Load Training Dataset
After data preparation, from the Load training data window:
- Click the "..." button to browse & select your training data-set file/folder
DLHUB will use a small data sample to visualize how it looks.
Alphabet categories will be auto-converted to numerical value for training purposes.

If your dataset is images, you can:
- Select Apply Transfer Learning; the input shape array will be automatically populated
- Select Image Augmentation to create more samples if you have a small dataset.
Once the DATA IS GOOD notification appears, click Next to continue.
Configure neural network
To construct the neural network, you can use our neural network template by clicking the Load Template button or start from scratch using Neural Network Modules.

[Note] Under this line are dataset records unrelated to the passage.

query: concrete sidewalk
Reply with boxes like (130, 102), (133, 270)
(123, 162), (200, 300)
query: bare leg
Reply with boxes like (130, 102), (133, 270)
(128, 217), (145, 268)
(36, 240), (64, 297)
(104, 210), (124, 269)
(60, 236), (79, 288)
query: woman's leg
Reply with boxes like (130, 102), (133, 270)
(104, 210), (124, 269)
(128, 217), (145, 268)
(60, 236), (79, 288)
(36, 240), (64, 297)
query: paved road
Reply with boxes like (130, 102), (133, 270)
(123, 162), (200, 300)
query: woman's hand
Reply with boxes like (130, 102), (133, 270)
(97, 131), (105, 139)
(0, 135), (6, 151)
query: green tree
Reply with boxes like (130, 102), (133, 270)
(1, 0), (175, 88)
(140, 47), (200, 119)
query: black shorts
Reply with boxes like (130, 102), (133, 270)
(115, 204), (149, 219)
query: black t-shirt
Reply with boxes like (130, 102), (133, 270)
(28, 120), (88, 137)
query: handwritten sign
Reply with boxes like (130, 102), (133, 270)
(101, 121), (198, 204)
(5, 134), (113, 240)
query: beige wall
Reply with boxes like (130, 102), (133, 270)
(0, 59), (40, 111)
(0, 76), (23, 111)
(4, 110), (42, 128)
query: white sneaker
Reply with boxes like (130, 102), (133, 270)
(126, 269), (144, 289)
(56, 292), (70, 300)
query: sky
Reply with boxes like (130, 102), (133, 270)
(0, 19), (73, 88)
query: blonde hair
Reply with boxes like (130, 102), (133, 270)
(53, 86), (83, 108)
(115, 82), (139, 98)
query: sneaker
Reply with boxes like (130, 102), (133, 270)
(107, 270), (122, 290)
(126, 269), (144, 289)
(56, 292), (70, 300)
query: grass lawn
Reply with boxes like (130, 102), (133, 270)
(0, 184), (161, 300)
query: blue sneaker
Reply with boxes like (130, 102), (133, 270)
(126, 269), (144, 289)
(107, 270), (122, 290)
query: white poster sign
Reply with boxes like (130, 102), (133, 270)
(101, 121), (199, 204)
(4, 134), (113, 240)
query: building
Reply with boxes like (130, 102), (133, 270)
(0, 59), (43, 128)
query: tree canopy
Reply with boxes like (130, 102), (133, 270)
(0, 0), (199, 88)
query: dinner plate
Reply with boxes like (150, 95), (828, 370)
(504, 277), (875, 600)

To start constructing a new model, click New.
Add modules
- Select from the left-side panel the module/function of interest.
- Once the module is selected, its parameters will appear in the configuration panel.
- You can modify these parameters to match your application.
- Press ADD to add the module to your neural network. The added module will appear in the neural network listed at the bottom.
- Repeat until you have fully developed your Neural Network.
- You can use the editing tools to shift, duplicate and delete the selected modules in your model.
Save model
After you are done with your configuration, ensure you SAVE the model for reuse next time or share it with others.
Verify model
After saving your model, click Verify Model to start neural network verification
- If it's green (the neural network is valid), click NEXT to continue
- If it's red (the neural network is invalid), you can refer to the status info at the bottom of the screen for verification feedback and make adjustment.

Train AI model
Once the Deep Neural Network is configured, it is ready to be trained to learn features from the dataset.

Training Parameters (1)
The training parameters are required for training algorithms to work and perform well. Specific parameter settings are only available for certain Training Algorithms.
Stopping Criteria (2)
The stopping criteria contain parameters that control when to end/stop the training process.
In short, the Neural Network training is stopped when:
- Training goal is reached.
- Max Fail Count is reached.
Note: You can stop the training anytime and proceed if you think the model's performance is good enough.
Stopping criteria is just settings to stop training automatically.
Start Training (3)
Training will begin immediately once you click Start Training; you may monitor the progress and the Loss and Evaluation values from the graph.
A great feature of DLHUB is that it utilizes GPU for training (if a compatible GPU is detected); this will drastically improve the training speed.
During the training:
- The training dataset is used to adjust the Neural Network weights to optimize the cost/loss function
during the training process. The value of this Loss function is called a performance index
or performance of a training dataset.
- The validation dataset (extracted from the training dataset) prevents over-fitting/over-trained issues.
Once you finish training, click Next to continue
Evaluate the trained model
After a Neural Network has been trained, it will be evaluated to ensure it can cope with a completely new dataset.

Prepare a new dataset with the same format as the training dataset and load it into DLHUB for testing.
Detail about the dataset will be shown in the table for review, and a summary will be displayed for the user.

Once the dataset is loaded, click Evaluate to start the evaluation.

The Accuracy Percentage will be calculated between 0% - 100%, and the quality of the model will also be indicated by the color bar: RED = poor, GREEN = good.
You can retrain the model or click Next to continue to the next step
Test the trained model (optional)
Users can still manually test prediction results before exporting.

- Load your Test dataset by using the browse button (1)
- The dataset will be listed in the Test Files table (2)
- Select each file to test the result
- The result for the selected file will be shown on the right-side panel (3), with the raw calculated score for each class (output)
Export AI model for deployment
Select Export Options and click Export
Note: A typical approach to AI is always trial and error, so training with different datasets
and parameters are recommended to find the best model.